4 Mar. The light of the world shines in the darkness

"Later, Jesus talked to the people again, saying, 'I am the light of the world. The person who follows me will never live in darkness but will have the light that gives life.'"

"The Pharisees said to Jesus, 'When you talk about yourself, you are the only one to say these things are true. We cannot accept what you say.'"

"Jesus answered, 'Yes, I am saying these things about myself, but they are true. I know where I came from and where I am going. But you don't know where I came from or where I am going.'"

"'You judge by human standards. I am not judging anyone. But when I do judge, my judgement is true because I am not alone. The Father who sent me is with me.'"

"'Your own law says that when two witnesses say the same thing, you must accept what they say. I am one of the witnesses who speaks about myself, and the Father who sent me is the other witness.'"

"They asked, 'Where is your father?' Jesus answered, 'You don't know me or my Father. If you knew me, you would know my Father too.'"

"Jesus said these things while he was teaching in the Temple [courtyards] near where the money is kept. But no one arrested him, because the right time for him had not yet come."

          (John 8:12-20)



Jesus stayed on in Jerusalem after the Feast of Tabernacles in October 29AD and continued to teach in the courtyards of the Jewish Temple.

Unlike the other Jewish rabbis who taught solely about the Jewish scriptures, Jesus taught about himself. Recognising the darkness and wrongdoing in the Jewish society around him, he claimed that people should follow him, and accept the forgiveness and new life that God would give them:

"I am the light of the world. The person who follows me will never live in darkness but will have the light that gives life." (John 8:12)

This teaching was dynamite! The political situation in Palestine in 29AD was in many respects similar to the situation in Israel today. The very way of life of the Jewish people was threated by a hostile neighbour (the Romans in the 1st century AD), and the Jews turned desperately to the Old Testament scriptures to justify their very existence in Palestine. Yet their leaders were corrupt (like many Jewish politicians today) and the way in which they despised and mistreated non-Jewish people (e.g. the Samaritans) contradicted the very scriptures they spent so much time studying and extolling (just like the Jewish government's humiliating treatment of Palestinians today).

They forgot that God's promise to Jacob ('Israel') at Bethel was not only to "give you and your descendants the land on which you are now sleeping", but that "all the families of the earth will be blessed through you and your descendants" (Genesis 28:13-14). The Jews had turned this blessing into a curse on their neighbours (just like the situation in the occupied West Bank territories today), and when confronted by scriptures telling them to "love your neighbour as yourself", the Jews claimed (as many still do today) that this applied only to their fellow-Jews, not to their non-Jewish neighbours (see Luke 10:25-37).

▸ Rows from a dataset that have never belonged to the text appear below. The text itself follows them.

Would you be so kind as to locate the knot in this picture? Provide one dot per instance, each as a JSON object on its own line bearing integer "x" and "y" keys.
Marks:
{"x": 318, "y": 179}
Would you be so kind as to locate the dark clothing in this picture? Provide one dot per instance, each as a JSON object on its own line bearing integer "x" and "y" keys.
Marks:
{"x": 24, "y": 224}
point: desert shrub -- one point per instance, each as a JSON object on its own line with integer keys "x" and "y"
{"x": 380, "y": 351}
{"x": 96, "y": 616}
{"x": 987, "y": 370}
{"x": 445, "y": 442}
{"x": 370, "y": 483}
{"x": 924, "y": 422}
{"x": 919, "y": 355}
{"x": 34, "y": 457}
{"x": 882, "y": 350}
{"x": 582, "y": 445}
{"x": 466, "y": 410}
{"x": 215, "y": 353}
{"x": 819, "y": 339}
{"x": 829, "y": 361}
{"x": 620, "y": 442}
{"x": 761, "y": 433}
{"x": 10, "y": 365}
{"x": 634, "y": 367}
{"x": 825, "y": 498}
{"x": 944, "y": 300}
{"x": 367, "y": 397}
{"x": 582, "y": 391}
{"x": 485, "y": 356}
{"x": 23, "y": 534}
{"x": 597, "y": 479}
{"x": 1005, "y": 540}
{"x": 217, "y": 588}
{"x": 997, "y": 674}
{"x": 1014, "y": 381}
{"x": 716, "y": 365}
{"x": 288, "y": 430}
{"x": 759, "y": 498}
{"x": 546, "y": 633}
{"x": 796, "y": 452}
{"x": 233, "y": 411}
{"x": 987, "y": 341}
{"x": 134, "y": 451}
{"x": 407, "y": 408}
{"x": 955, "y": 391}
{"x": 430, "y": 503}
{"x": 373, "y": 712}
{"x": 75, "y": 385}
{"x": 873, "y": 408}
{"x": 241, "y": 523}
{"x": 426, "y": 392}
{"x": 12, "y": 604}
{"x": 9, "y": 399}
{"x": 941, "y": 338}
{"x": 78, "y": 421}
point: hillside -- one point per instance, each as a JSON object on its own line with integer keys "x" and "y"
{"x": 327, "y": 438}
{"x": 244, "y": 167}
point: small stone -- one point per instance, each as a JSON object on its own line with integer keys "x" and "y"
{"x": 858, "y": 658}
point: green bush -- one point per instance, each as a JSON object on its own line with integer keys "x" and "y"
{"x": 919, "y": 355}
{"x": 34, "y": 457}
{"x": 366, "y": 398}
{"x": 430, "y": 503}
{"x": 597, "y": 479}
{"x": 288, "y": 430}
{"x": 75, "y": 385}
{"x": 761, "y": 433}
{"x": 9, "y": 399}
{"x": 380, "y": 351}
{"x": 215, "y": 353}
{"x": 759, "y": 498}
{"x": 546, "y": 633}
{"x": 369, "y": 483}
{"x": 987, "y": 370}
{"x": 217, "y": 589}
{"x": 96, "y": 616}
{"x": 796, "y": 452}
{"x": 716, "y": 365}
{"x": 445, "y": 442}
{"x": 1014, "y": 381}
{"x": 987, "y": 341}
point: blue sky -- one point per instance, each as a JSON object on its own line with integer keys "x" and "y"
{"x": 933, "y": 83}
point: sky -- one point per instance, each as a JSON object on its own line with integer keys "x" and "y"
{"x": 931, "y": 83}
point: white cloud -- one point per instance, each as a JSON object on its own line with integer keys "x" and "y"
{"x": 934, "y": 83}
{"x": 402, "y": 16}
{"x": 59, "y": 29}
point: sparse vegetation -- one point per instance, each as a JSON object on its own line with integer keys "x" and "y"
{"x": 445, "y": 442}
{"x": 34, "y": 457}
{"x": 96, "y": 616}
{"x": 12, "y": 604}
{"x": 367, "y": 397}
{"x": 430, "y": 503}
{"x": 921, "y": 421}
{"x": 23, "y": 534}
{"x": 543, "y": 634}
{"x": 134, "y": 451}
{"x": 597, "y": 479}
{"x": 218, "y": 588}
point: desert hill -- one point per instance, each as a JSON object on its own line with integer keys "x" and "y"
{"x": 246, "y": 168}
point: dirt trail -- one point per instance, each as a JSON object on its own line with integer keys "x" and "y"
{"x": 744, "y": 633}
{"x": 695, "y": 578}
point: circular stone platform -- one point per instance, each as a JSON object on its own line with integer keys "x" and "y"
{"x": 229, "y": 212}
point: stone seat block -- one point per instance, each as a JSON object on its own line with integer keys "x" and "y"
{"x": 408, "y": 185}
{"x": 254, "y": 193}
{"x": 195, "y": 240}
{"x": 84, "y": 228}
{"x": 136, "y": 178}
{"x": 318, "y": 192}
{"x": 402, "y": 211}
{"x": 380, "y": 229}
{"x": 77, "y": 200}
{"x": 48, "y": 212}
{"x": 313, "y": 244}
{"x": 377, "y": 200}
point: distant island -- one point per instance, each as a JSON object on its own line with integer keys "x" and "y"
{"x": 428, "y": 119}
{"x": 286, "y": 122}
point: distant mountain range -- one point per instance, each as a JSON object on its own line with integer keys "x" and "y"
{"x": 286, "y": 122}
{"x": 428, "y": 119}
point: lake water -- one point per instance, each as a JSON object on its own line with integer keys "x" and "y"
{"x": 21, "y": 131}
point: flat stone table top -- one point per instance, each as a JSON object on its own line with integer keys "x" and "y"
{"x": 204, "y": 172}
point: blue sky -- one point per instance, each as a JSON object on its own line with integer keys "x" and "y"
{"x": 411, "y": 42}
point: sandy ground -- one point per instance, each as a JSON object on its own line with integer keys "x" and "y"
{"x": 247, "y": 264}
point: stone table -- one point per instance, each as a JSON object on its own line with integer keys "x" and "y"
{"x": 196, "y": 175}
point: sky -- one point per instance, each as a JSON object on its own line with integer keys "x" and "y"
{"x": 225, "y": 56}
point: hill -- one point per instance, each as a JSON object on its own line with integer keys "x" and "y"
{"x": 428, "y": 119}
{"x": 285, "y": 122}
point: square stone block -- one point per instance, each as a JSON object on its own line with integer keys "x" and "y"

So the scene was set for a head-on confrontation between the Jewish leaders' interpretation of God's commands (see Exodus 20:1-17) and Jesus's interpretation of the same scriptures (see, for example, John 7:23 & John 8:7). The same confrontation can be seen every day in Israel and Palestine today.

Then the situation was brought to a head when the Jewish leaders challenged Jesus's legal right to freely share his new interpretation of the Jewish scriptures. The Jewish leaders resorted to their own legal procedures: you cannot believe what a man says unless his words are backed up by the testimony of another.

Jesus said his words were indeed true because his Father also supported them. The Jewish leaders asked to see his father and hear his testimony. They assumed Jesus was referring to his 'human father'. But when Jesus implied that God was his Father, the dynamite exploded, and the Jewish leaders sought an opportunity to kill Jesus on a charge of blasphemy.

The photo shows the famous painting of 'The light of the world' by William Holman Hunt.